Friday, November 16, 2007

Two Storage Commands I Don't Know How I Lived Without

I am working on an issue which involves a 3510 and two dual connected hosts (Home grown Active/Active configuration). The customer's equipment has just been moved within the cage.
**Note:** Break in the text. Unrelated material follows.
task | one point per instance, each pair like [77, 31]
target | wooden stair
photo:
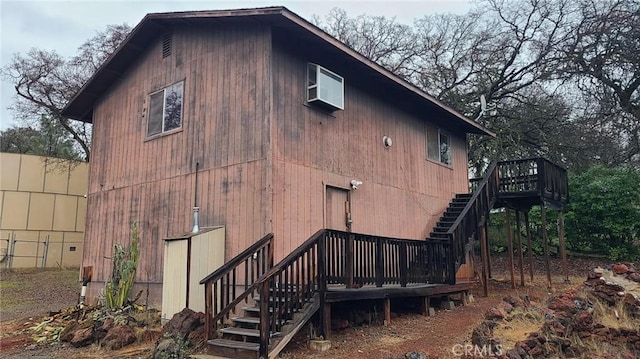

When the systems were rebooted one of them reported multipath failures and both SCSI errors.


While I was investigating the problems I used cfgadm, luxadm and sccli the first two are common to Solaris the last is an additional package for management of arrays including the 3510. These commands are not new to me; while I was searching for alternative solutions to my problems I found fcinfo and mpathadm two fairly new (and definitely new to me) commands.
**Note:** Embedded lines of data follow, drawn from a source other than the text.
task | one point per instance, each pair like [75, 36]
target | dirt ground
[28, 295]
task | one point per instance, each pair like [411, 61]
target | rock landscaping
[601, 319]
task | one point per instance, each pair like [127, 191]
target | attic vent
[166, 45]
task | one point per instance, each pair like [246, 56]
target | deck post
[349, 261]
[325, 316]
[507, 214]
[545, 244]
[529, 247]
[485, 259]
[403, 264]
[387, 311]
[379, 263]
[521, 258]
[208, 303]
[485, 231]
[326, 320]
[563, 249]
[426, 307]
Using luxadm to display the state of the ports:
(One of the ports was not connected but I wasn't thinking about blogging it so I missed my chance to capture the output.)

luxadm -e port
/devices/pci@1d,0/pci1022,7450@1/pci1077,100@1/fp@0,0:devctl CONNECTED
/devices/pci@1d,0/pci1022,7450@2/pci1077,100@1/fp@0,0:devctl CONNECTED

Using luxadm to show link errors:
luxadm -e rdls /dev/es/ses0 

Link Error Status information for loop:/dev/es/ses0
al_pa lnk fail sync loss signal loss sequence err invalid word CRC
9e 0 1 1 0 2794 0
9f 0 0 0 0 243 0
1 0 0 0 0 0 0

Link Error Status information for loop:/dev/es/ses0
al_pa lnk fail sync loss signal loss sequence err invalid word CRC
a3 0 2 2 0 65535 0
a5 0 0 0 0 28481 0
1 0 0 0 0 0 0

Using cfgadm to see the configuration of the devices:
(In the original investigation c2 was displaying type fc and Occupant unconfigured)
cfgadm -al
Ap_Id Type Receptacle Occupant Condition
c0 scsi-bus connected configured unknown
c0::dsk/c0t0d0 disk connected configured unknown
c0::dsk/c0t2d0 disk connected configured unknown
c0::dsk/c0t3d0 disk connected configured unknown
c0::es/ses1 processor connected configured unknown
c1 fc-private connected configured unknown
c1::256000c0ffc86cfb disk connected configured unknown
c1::256000c0ffd86cfb ESI connected configured unknown
c2 fc-private connected configured unknown
c2::226000c0ffa86cfb ESI connected configured unknown
c2::226000c0ffb86cfb ESI connected configured unknown
I tried using 'cfgadm -c configure c2' and 'cfgadm -f -c configure c2' and finally 'cfgadm -o force_update -c configure c2' none of which succeeded in letting me recover the path. I just now found a bug for path shows NOT CONNECTED. It appears that I might have been able to recover using 'luxadm -e forcelip'. Since I needed to clear the 3510 error counters it was decided to take the systems down and power cycle the 3510.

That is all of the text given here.